Isaiah understands the power of names.  The people of Israel had developed a painful nickname: "Forsaken."  It seemed like God had abandoned them.  Their land, once affectionately known as "The Promised Land," was now deemed "Desolate."  But God was ready to change all that!  Israel would soon, by God's grace garner a new name: "My Delight Is In Her."  The land would be known as "Married."

I think this is a word we ALL need to hear from time to time.  When we think we've been forsaken by God (or others)... Isaiah 62 blows through our souls, reminding us that God's delight is in US!  We are not forsaken, no matter how it may seem to us.  Take heart, my friends.  Have courage.  God loves us & delights in us.  What a blessing.

(A BIG 'but'...)

[From Sept. 30, 2014]

"See, the LORD's hand is not too short to save, nor his ear too dull to hear.  Rather, your inquiries have been barriers between you and your God, and your sins have hidden his face from you, so that he does not hear."
(Isaiah 59:1-2)

"The LORD Is merciful & gracious, slow to anger & abounding in steadfast love.  He will not always accuse, nor will he keep his anger forever.  He does not deal with us according to our sins, nor repay us according to our iniquities.  For as the heavens are high above the earth, so great is his steadfast love toward those who fear him; as far as the east is from the west, so far he removes our transgressions from us."
(Psalm 103:8-12)

These two passages were part of my daily devotional reading today.  The first reminds me that God CAN save and help us through anything.  God's hand is not too short to reach us!  BUT (and this is a big 'but'!) our actions/sins play a big role in the effectiveness of our prayers.  WE can't just live however we want and expect God to bail us out whenever we call.  Our actions have definite ramifications - both in the physical realm and in the spiritual realm.

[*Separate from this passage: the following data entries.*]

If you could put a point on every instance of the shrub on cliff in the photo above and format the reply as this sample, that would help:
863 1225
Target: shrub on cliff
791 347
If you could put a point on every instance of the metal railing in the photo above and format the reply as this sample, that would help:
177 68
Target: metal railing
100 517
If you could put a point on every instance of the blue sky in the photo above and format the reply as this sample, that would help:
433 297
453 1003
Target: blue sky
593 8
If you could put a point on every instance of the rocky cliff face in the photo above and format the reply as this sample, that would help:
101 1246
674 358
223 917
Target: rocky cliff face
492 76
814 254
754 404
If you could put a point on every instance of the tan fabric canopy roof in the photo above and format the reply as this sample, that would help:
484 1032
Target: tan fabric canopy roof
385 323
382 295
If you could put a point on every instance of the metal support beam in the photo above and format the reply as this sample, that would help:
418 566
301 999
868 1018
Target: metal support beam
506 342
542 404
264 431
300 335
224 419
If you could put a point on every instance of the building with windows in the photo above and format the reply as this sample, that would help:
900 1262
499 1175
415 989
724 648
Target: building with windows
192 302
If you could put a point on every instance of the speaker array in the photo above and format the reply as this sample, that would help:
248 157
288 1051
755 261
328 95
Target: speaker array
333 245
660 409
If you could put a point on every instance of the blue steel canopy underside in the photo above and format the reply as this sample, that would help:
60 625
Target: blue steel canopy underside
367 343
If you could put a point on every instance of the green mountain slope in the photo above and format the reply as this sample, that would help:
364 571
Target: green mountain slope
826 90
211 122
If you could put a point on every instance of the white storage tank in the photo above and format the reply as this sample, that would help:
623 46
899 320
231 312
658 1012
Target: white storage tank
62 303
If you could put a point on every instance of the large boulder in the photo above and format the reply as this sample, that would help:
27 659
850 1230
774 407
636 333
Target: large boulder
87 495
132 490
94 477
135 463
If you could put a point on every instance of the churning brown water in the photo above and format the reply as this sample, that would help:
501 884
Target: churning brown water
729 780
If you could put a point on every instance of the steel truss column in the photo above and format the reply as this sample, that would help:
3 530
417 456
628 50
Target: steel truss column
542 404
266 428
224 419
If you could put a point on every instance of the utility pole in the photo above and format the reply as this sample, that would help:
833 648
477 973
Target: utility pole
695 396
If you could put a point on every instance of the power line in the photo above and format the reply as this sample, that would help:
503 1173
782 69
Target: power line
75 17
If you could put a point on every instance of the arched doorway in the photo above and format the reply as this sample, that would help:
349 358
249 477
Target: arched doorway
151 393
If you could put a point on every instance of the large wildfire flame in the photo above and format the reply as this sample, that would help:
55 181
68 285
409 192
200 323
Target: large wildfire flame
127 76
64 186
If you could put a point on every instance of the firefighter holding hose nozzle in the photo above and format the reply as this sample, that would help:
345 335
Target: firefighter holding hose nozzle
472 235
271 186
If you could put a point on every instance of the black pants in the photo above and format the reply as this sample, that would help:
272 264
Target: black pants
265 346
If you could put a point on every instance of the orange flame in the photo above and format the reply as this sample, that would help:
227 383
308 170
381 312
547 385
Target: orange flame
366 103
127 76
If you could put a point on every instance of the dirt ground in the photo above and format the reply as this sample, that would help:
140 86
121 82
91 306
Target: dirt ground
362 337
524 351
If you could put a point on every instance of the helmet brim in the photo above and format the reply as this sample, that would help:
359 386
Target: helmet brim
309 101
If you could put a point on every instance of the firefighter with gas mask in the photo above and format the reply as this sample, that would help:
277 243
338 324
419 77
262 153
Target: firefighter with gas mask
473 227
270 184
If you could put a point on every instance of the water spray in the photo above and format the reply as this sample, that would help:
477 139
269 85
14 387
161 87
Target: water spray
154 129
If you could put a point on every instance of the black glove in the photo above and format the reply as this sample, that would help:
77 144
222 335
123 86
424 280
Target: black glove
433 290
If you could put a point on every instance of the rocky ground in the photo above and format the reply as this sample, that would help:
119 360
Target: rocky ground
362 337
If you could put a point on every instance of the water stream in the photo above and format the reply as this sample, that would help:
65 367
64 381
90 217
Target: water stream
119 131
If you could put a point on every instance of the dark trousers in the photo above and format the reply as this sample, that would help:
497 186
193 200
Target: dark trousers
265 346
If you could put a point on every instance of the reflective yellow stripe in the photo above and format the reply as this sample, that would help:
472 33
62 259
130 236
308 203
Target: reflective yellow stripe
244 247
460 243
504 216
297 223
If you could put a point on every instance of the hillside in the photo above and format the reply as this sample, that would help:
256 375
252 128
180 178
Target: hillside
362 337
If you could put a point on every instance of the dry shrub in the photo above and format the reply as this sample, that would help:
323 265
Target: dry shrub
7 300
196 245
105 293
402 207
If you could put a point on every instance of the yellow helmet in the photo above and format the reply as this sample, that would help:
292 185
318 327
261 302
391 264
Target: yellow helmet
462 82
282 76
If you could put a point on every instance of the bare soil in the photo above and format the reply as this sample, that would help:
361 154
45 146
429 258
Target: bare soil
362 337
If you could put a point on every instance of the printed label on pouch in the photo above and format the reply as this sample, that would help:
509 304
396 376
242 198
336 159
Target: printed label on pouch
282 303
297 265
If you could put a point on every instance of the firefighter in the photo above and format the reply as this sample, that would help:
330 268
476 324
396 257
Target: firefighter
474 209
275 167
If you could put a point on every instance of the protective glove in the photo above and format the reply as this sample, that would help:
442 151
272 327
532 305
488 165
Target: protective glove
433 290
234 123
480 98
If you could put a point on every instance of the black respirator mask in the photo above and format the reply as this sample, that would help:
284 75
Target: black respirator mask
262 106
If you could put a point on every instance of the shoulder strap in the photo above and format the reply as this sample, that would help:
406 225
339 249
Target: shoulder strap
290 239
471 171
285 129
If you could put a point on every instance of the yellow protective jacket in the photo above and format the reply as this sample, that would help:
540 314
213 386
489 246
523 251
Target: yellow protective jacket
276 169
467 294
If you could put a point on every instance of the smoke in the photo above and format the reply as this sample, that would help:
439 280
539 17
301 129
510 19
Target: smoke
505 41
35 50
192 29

And yet... Psalm 103 reminds met hat my sins don't trump God's grace and mercy.  He does not give us what we deserve.  He is gracious & merciful and he willingly takes our sins away from us (as far as the east is from the west... I love that phrase!).  The key, I think, is acknowledging our sins... and having a humble heart.  God will forgive.  God will cleanse.  If only we'll let him.